Se quedó mirando la Puerta, incluso mucho rato después de que las serpientes se hubiesen marchado. Ni siquiera se percató de que Assher se colocaba a su lado, inquieto, ni de que Saissh gateaba a sus pies.
—Como esto no funcione —susurró para sí misma—, juro que encontraré a ese medio shek, si todavía sigue vivo, y se lo haré pagar.
Christian se despertó unas horas más tarde. Abrió los ojos y escuchó con atención, alerta. Después, en absoluto silencio, se levantó y se deslizó hasta la entrada, desde donde escrutó las sombras hasta que percibió un leve movimiento, o, al menos, eso le pareció.
Volvió al interior de la cabaña y fue al rincón donde Victoria había dejado a Haiass. Dudó un momento antes de cogerla, pues no estaba seguro de si se habría recobrado lo suficiente como para poder sacarla de la vaina. De todas formas la recogió y se la ajustó a la espalda. Al hacerlo, sus dedos se deslizaron sobre la marca que le había dejado en el pecho la gema maldita. Se estremeció. Nunca, jamás, lo había pasado tan mal como cuando aquella cosa constreñía su alma de shek. Había sido para él peor que cualquier tortura.
Procuró no pensar en ello. Alzó la cabeza y trató de concentrarse en lo que rondaba por el exterior. Lo inquietaba el hecho de no saber de qué se trataba. Todavía no había recuperado del todo sus sentidos de shek, y no estaba acostumbrado a ser, simplemente, un humano con una percepción notable. Aun así, salió de la casa y penetró en la selva, con cautela.
Momentos más tarde, algo hizo que su parte shek, enferma como estaba, despertase de pronto en su interior. Casi sin pensarlo, Christian desenvainó a Haiass. Sintió cómo el hielo quemaba su piel, pero no hasta el punto de resultar peligroso para él. Entornó los ojos. Solo había algo capaz de hacerlo reaccionar de aquella manera.
Jack no tuvo tiempo de desenvainar a Domivat. Algo surgió de las profundidades del bosque, a medias entre una sombra y un torbellino, que empuñaba un filo de hielo que conocía muy bien. El dragón, cogido por sorpresa, retrocedió, tropezó y cayó hacia atrás. Su espalda topó con el tronco de un enorme árbol. Inmediatamente, el acero de Haiass acarició su cuello, produciéndole un escalofrío.
—Christian —murmuró Jack—. Veo que vuelves a estar bien, aunque... no te he detectado hasta que te me has echado encima. ¿Cómo lo has hecho?
—¿Qué haces aquí? —replicó el shek, con sequedad.
Jack captó la mirada hostil de él, y tampoco se le escapó que no había retirado la espada todavía.

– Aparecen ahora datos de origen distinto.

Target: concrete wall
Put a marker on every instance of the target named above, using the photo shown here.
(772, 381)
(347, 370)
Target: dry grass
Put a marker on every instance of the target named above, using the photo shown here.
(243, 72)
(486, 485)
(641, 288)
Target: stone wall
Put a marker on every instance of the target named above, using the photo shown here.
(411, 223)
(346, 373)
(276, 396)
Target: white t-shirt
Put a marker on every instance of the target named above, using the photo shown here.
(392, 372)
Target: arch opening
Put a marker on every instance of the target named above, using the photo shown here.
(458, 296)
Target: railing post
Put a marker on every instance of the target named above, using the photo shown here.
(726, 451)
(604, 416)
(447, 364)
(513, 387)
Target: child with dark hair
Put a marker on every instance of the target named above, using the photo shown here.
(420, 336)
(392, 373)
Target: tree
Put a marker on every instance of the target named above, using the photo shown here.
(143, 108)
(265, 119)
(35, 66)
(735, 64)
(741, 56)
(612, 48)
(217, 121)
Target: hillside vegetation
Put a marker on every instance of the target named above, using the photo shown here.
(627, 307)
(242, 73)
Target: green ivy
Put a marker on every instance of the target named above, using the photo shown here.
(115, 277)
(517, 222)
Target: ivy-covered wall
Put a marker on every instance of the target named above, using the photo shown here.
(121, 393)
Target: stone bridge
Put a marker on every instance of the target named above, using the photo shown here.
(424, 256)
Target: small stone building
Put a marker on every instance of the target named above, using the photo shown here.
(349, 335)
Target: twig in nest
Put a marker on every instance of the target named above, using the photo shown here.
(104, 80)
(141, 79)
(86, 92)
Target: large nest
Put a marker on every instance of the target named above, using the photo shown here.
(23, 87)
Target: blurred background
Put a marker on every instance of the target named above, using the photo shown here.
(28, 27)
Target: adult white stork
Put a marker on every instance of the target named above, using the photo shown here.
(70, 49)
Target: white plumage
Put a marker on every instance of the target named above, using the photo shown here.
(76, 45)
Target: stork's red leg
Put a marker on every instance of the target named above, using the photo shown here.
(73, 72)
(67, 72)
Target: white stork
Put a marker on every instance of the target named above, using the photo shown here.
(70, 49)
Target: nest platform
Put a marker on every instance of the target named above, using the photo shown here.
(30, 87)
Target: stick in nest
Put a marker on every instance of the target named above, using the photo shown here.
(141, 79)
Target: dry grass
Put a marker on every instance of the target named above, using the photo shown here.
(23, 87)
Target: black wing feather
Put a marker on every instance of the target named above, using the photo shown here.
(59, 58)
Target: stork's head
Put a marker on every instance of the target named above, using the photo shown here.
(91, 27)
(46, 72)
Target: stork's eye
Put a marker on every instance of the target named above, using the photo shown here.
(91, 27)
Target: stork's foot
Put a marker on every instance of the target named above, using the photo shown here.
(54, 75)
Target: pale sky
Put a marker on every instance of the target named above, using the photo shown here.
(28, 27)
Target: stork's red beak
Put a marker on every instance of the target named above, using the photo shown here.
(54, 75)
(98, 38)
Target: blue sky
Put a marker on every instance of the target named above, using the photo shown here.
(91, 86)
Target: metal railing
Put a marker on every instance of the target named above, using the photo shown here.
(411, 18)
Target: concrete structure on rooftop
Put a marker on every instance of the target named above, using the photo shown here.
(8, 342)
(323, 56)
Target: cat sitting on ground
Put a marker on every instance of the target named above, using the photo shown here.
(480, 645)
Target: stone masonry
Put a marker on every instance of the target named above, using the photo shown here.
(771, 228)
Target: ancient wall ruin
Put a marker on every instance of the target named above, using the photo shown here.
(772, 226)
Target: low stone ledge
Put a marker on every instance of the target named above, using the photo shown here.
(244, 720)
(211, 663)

Lo miró, con cautela.
—Os estaba buscando.
Christian ladeó la cabeza, pero no apartó la espada.
—Supongo que estás enfadado porque no ayudé a Victoria a rescatarte —murmuró Jack—. Vale, fue una estupidez. En mi defensa diré que estaba completamente convencido de que esa cosa no podía hacerte daño. Y por lo visto no me equivocaba, porque estás... —calló cuando el filo de Haiass se hundió un poco más en su piel, produciéndole un fino corte que le causó una intensa sensación de frío.
—He estado a punto de morir.
Jack hizo un amago de inspirar hondo, pero sentía la espada de Christian demasiado clavada en su carne como para que aquello fuera una buena idea.
—Créeme si te digo que en ningún momento pensé que ningún sangrecaliente, ni siquiera Alsan, tuviera poder para herirte, y mucho menos matarte —dijo, y lo decía con total sinceridad—. Pero no se trata solo de eso. Aquel día estaba furioso y...
—Lárgate —cortó Christian—. Lárgate y no vuelvas a acercarte a nosotros nunca más.
Jack lo miró como si no creyera lo que estaba oyendo.
—¿¡Qué!?
Christian retiró la espada, solo un poco.
—Ya me has oído. Por deferencia hacia lo que Victoria siente por ti no te mataré esta noche, pero si vuelves a acercarte a ella...
—¡Un momento! —interrumpió Jack, y el fuego del dragón llameó en sus ojos verdes—. ¿Quién eres tú para hablarme así?
—El hombre que está con ella ahora mismo. Y tú eres el que la abandonó. Así que vete.
Jack entornó los ojos. Sentía que Domivat latía a su espalda, sedienta de sangre de shek. Se contuvo para no dar rienda suelta a su rabia.